Aren't those two groups of phi1 latches the ones controlled by DL/ADH and ADH/ABH?

Progress update: I've gotten through most of JSR Abs; just 3 more control signals need to be implemented. In fact, one of them is DL/ADH :wink:

Quote:
I've never used latches, except by accident.
Yeah, same here. I guess latches are more or less dead in modern designs? I'm kind of a cowboy hardware engineer, self-trained to help my company out, so my knowledge falls mostly on pure digital, single-clock, bread-and-butter kind of designs.

Anyway, it's fun to learn about these "old" techniques they used in designing chips like the 6502.

EDIT:
I wrote this:
Quote:
Side Note: Weird thing I've noticed is that it appears as if some signals are controlled by inverted clocks. It's hard for me to tell for certain, since I mostly just tear apart the verilog to get to the functional design, ignoring any 100% electrical accuracy.

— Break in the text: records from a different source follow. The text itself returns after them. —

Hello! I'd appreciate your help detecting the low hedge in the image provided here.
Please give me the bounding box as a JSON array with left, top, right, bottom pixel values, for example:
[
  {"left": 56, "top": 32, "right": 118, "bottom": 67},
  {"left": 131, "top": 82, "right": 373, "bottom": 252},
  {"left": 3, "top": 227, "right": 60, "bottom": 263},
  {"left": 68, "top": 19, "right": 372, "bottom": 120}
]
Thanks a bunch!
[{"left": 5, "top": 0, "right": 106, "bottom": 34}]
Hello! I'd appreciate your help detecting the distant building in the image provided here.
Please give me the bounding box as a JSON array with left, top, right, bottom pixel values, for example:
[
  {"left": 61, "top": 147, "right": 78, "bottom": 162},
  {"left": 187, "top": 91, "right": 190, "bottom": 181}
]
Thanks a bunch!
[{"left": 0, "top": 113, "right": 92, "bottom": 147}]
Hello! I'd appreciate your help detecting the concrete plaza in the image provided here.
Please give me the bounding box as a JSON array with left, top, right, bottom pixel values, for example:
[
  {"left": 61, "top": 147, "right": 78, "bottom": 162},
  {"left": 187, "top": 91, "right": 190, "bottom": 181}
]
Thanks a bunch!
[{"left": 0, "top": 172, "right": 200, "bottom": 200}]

Now, from what I understand, the two clocks are exact opposites, they have small gaps in-between their edges. So if a latch were controlled by, for example, !phi1, it would actually begin latching before phi2 really begins. The latches controlling ADH, for example, seem to have this property.

Or I am be reading the verilog all wrong :P
And investigated further. I was indeed mistaken. A more detailed analysis produced this:

Code: Select all

always @(posedge eclk)  dpc30_ADHPCH_v <= cp1_v & !cclk_v & !n_1162_v;
Where eclk is a simulation clock in pmonta's implementation. In other words, ADH/PCH is low except when cp1 is high, where it will be equal to !1162.
Xor
Posts: 19
Joined: 10 Jan 2011

Post by Xor »

Looks like I finally got JSR Abs working. It seems to be more or less correct (ADL is incorrect for one cycle, but doesn't effect anything; possibly other things like that).

Image

2 instructions down, 7 more to go before the visual6502 demo works. :P



Code:

Code: Select all

`timescale 1ns/1ns

module mos_6502(clk, RW, ab, bi_data, cclk, cp1);

	input clk;
	inout [7:0] bi_data;	// Bi-directional data port
	output reg [15:0] ab = 16'h0000;	// Address
	output reg RW = 1'b1;		// data port direction. Low for data coming into the 6502, high for data going out.
	output reg cclk, cp1;


	reg [7:0] a = 8'hAA;	// Accumulator
	reg [7:0] s = 8'hFD;	// Stack pointer
	reg [7:0] pd = 8'h00;	// Pre-decode Register
	reg [7:0] ir = 8'h00;	// Instruction Register
	reg [5:0] tcstate = 6'b111111;		// Timing Control
	reg [7:0] pcl = 8'h00, pch = 8'h00;	// Program Counter Low and High
	reg [7:0] dor = 8'h00;		// Data Output Register
	reg [7:0] B1 = 8'h00;		// B Input Register (used by ALU)
	reg [7:0] A1 = 8'hFF;		// A Input Register (used by ALU)
	reg [7:0] alu = 8'h00;		// alu result
	reg [7:0] DL = 8'h00;	// Data Latch (DL)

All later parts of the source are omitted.